The goal of PurpleAir is to provide read access to the PurpleAir API to retrieve real-time and historical data from PurpleAir sensors.
Please note that usage of this package must abide by the requirements of the PurpleAir API. From their website:
PurpleAir was founded on principles of openness, sharing, and community. It is to strengthen these principles and ensure the success of our entire community that we put together updated terms of service, data license, and data attribution requirements when using PurpleAir data and this API. Please take a moment to review them and note the attribution guide and data license agreement. If you have any questions or need more information, we have an excellent resource at https://community.purpleair.com/c/data/api/18.
Install PurpleAir from CRAN with:
install.packages("PurpleAir")
Install the latest development version of PurpleAir from GitHub with:
pak::pak("cole-brokamp/PurpleAir")
library(PurpleAir)
Querying data from the PurpleAir API requires a free PurpleAir
Developer API
key
linked to a Google account. Functions in the package each take a
purple_air_api_key
argument or your key can be stored in an
environment variable called PURPLE_AIR_API_KEY
. To check your key,
use:
check_api_key(Sys.getenv("PURPLE_AIR_API_KEY"))

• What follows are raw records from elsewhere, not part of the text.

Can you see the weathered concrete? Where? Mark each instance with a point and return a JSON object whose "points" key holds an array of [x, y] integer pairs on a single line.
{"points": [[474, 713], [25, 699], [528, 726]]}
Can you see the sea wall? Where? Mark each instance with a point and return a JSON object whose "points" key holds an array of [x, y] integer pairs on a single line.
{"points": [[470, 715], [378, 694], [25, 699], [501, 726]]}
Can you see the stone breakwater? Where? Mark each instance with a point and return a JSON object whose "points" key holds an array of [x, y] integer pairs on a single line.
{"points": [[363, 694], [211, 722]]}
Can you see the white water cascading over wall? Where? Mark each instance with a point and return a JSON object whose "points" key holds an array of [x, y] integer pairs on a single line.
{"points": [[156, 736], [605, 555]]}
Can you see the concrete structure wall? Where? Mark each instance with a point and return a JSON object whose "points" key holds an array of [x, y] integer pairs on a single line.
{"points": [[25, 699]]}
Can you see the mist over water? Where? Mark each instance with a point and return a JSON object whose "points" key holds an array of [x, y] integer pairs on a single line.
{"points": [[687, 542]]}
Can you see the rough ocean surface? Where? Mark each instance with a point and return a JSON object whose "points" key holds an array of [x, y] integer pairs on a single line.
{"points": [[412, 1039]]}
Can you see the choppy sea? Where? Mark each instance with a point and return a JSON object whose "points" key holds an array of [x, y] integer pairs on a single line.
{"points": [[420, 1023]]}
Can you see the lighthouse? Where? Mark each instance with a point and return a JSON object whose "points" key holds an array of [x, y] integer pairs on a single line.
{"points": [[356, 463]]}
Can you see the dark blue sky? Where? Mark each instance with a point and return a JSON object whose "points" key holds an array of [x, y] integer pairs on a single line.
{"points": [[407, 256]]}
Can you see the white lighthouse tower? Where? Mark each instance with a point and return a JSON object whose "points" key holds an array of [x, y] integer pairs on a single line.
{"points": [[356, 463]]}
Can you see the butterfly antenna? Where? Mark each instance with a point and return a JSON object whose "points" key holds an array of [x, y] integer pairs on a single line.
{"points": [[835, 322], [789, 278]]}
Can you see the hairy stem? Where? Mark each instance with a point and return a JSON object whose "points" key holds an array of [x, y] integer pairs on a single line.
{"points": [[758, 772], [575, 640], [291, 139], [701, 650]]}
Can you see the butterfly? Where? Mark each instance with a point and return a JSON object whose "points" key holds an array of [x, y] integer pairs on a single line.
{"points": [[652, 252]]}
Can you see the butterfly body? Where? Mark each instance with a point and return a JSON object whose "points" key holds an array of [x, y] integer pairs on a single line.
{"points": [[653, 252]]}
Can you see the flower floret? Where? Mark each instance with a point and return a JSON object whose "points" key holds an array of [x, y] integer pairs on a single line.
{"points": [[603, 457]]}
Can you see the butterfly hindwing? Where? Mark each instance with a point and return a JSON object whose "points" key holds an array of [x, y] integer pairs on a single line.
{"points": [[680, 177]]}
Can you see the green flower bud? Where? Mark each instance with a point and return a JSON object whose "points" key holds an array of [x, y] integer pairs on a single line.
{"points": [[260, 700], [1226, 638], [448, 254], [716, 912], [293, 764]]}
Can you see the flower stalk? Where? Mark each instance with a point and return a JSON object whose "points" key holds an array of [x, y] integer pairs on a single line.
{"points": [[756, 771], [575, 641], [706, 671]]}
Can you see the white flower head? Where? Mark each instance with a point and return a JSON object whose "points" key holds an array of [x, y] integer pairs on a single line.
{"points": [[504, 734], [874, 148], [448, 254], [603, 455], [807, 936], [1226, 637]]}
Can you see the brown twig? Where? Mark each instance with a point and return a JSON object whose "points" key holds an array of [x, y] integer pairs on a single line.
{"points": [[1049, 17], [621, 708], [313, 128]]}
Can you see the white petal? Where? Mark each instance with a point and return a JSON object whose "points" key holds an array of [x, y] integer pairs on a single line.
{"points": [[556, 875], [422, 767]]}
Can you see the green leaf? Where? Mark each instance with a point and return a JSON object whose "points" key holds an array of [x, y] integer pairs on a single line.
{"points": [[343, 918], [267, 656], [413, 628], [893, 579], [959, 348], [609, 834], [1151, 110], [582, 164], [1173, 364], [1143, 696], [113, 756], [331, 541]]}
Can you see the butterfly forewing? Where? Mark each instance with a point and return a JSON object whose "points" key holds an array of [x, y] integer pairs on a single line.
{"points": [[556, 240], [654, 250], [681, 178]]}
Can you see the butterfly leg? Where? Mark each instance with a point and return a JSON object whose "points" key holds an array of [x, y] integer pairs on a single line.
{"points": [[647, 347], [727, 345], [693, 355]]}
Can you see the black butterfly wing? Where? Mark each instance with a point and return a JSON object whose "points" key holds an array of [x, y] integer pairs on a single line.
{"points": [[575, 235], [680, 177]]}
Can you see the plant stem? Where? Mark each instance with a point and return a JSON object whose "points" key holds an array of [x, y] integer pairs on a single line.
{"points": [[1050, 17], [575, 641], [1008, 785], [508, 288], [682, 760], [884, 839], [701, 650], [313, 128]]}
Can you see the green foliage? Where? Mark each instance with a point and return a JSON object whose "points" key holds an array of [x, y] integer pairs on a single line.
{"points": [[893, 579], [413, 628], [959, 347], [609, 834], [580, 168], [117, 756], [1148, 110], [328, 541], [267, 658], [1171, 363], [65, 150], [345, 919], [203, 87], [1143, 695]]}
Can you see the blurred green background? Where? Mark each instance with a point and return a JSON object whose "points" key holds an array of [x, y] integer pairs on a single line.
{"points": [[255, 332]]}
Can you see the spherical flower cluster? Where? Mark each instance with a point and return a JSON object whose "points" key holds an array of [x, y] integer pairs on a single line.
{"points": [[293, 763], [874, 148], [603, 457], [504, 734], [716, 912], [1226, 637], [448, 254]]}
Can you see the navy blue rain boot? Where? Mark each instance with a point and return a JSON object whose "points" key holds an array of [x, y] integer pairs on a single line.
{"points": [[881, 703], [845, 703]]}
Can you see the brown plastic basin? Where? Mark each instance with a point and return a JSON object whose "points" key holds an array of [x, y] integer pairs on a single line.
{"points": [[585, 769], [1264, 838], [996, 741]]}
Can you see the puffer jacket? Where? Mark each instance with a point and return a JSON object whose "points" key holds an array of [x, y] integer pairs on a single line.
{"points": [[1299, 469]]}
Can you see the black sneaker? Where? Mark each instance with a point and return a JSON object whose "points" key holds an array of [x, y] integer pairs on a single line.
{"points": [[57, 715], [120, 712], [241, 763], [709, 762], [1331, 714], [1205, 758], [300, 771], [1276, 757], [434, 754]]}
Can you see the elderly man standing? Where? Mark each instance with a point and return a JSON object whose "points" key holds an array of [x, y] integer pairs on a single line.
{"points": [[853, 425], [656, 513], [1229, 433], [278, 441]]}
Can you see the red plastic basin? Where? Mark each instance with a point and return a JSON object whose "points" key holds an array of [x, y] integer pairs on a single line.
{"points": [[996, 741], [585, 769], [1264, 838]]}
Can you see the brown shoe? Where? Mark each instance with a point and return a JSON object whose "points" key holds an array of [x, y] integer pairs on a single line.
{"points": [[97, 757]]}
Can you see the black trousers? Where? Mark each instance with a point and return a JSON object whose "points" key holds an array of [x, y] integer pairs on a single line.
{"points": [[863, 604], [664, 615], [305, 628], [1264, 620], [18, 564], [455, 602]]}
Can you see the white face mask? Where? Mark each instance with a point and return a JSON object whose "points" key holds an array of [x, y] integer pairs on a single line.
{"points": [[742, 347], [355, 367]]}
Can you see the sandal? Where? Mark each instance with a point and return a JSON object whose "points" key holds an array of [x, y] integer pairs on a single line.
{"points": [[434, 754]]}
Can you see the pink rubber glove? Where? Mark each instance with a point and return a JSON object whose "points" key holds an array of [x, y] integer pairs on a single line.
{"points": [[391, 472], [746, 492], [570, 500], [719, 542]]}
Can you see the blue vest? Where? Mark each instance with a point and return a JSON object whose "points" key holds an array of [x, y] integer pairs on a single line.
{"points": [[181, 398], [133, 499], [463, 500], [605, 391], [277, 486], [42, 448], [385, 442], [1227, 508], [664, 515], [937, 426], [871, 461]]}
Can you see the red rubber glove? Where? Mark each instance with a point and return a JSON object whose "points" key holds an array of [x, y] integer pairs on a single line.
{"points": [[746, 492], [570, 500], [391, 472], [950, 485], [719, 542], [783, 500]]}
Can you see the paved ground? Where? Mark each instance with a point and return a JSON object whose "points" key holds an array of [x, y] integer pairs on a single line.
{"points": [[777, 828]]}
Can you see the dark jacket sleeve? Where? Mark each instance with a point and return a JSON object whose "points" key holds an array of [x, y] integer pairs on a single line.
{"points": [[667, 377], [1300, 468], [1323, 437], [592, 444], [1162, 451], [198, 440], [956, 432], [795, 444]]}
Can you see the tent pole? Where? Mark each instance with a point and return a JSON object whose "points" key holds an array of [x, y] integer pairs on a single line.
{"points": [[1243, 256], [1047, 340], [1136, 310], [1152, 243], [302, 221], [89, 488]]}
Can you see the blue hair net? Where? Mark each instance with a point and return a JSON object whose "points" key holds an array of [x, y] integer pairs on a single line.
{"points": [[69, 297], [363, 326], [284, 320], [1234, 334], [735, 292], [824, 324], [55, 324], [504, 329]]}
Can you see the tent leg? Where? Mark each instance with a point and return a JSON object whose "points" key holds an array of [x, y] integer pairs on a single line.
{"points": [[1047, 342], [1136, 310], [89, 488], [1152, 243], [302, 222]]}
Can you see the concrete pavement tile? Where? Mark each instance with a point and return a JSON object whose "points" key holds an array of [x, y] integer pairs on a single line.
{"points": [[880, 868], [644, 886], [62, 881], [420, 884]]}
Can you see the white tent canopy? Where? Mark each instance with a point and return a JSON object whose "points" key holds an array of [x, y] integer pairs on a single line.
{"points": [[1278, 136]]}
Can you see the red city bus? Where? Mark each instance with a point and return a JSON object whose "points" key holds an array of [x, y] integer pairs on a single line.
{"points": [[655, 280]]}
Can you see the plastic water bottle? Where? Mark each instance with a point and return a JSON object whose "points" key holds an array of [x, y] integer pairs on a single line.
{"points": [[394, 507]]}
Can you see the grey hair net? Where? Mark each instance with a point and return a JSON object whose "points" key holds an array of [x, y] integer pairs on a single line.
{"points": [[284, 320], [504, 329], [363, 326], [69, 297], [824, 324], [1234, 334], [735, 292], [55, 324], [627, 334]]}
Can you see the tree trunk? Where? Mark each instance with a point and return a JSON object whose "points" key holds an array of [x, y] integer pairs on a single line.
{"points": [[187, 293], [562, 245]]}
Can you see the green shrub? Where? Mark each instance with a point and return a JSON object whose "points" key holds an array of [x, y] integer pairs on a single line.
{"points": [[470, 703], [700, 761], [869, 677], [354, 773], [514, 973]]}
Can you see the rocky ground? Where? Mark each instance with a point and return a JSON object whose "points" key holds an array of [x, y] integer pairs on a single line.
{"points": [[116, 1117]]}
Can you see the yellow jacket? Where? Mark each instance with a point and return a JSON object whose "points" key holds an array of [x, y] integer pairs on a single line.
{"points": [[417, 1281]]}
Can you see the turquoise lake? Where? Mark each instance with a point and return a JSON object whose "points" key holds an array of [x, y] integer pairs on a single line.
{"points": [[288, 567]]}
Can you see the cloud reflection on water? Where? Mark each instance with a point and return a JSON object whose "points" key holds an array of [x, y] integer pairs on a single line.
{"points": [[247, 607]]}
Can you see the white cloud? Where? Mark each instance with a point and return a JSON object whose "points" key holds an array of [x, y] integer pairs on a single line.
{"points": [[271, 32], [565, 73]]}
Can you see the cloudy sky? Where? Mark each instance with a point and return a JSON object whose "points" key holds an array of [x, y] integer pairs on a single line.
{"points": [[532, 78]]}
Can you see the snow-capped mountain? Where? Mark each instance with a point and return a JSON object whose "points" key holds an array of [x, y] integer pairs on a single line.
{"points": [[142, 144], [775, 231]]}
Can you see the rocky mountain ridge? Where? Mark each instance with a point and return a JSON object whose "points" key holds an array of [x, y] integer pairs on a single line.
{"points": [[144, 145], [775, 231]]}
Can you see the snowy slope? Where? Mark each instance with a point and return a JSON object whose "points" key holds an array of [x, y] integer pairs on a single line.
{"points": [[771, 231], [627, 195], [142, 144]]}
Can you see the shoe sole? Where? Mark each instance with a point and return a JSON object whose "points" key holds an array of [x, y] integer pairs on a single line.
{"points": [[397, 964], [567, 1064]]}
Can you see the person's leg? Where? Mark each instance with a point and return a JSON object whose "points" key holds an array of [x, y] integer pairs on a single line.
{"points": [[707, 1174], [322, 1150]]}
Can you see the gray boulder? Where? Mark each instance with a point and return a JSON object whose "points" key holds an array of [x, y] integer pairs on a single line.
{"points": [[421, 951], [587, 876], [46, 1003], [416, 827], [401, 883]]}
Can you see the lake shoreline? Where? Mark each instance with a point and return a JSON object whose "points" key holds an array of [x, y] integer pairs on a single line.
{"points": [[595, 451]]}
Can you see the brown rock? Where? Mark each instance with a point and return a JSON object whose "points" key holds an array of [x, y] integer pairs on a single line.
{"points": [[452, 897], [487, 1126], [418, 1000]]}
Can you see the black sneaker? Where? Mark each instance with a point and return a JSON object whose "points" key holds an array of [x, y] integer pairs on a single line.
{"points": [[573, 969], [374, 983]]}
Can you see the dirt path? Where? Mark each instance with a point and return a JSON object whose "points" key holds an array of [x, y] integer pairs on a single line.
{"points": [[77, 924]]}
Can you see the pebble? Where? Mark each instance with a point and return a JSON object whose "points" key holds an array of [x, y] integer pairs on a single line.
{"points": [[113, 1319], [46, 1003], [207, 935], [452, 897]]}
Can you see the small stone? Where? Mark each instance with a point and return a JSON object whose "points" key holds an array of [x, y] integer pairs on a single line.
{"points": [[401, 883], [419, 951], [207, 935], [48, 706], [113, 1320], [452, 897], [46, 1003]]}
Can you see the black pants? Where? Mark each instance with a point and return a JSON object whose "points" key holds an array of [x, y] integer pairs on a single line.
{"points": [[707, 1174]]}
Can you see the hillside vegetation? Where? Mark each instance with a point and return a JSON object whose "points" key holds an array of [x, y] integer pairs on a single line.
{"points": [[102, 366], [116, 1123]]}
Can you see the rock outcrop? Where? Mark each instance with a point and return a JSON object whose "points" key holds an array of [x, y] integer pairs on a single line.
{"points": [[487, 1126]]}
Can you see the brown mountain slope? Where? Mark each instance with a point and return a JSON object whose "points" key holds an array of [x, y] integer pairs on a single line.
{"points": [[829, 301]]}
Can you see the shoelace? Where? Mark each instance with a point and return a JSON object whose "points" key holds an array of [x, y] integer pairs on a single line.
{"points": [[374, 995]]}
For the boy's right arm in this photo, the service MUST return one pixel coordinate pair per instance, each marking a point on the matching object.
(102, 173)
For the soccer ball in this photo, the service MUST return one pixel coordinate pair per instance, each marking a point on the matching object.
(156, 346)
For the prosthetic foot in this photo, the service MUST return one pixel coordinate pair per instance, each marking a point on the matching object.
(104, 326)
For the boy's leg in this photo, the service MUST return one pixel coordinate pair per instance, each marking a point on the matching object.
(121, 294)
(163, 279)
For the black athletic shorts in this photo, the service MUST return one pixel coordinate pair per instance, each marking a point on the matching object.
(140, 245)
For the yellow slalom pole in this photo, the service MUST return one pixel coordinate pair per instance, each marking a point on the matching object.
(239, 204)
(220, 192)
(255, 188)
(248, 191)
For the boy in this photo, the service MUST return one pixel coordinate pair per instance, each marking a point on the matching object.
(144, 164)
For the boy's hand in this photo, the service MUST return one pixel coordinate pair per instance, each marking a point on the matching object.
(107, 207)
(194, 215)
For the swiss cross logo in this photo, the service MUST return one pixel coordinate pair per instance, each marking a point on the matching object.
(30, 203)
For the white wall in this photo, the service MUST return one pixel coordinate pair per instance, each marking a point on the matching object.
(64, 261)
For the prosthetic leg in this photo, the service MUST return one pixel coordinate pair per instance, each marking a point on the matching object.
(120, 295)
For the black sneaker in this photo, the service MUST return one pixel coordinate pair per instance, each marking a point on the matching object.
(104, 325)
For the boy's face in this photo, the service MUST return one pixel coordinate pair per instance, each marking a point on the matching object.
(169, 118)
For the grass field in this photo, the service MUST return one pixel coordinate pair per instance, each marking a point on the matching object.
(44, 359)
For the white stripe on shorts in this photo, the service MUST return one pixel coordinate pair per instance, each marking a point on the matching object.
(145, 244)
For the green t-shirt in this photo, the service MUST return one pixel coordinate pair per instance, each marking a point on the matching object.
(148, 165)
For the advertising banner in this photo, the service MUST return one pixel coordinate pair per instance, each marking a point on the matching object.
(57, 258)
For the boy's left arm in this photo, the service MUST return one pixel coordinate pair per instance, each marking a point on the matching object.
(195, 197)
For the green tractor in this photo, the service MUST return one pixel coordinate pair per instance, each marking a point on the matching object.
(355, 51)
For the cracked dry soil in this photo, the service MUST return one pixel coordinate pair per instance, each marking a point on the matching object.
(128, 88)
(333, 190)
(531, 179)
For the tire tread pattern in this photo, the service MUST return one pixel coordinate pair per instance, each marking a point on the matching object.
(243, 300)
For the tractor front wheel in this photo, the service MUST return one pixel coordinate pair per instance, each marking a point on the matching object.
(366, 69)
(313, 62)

#> ✔ Using valid 'READ' key with version V1.0.14-0.0.57 of the PurpleAir API on 1720549867
Get the latest data from a single PurpleAir sensor, defined by its sensor key:
get_sensor_data(sensor_index = 175413,
fields = c("name", "last_seen", "pm2.5_cf_1", "pm2.5_atm"))
#> $last_seen
#> [1] "2024-07-09 14:30:33 EDT"
#>
#> $name
#> [1] "JN-Clifton,OH"
#>
#> $pm2.5_atm
#> [1] 28.3
#>
#> $pm2.5_cf_1
#> [1] 28.7
Get the latest data from many PurpleAir sensors, defined by their sensor keys,
get_sensors_data(x = c(175257, 175413),
fields = c("name", "last_seen", "pm2.5_cf_1", "pm2.5_atm"))
#> # A tibble: 2 × 5
#> sensor_index last_seen name pm2.5_atm pm2.5_cf_1
#> <int> <dttm> <chr> <dbl> <dbl>
#> 1 175257 2024-07-09 14:28:53 Lillard 28.2 28.8
#> 2 175413 2024-07-09 14:28:33 JN-Clifton,OH 29.6 30.2
a geographic bounding box,
sf::st_bbox(
c(
"xmin" = -84.82030,
"ymin" = 39.02153,
"xmax" = -84.25633,
"ymax" = 39.31206
),
crs = 4326
) |>
get_sensors_data(fields = c("name"))
#> # A tibble: 45 × 2
#> sensor_index name
#> <int> <chr>
#> 1 30303 아가페_실내
#> 2 30561 lineblock_outside2
#> 3 30571 amlok_inside
#> 4 36325 807d3a616167
#> 5 36681 68c63a8e59a
#> 6 42623 KMI_041
#> 7 49191 BCDDC264D0B1
#> 8 49193 ECFABCB88583
#> 9 49199 ECFABC59A4F4
#> 10 49213 807D3A615D1E
#> # ℹ 35 more rows
or a date from which sensors must have been modified since.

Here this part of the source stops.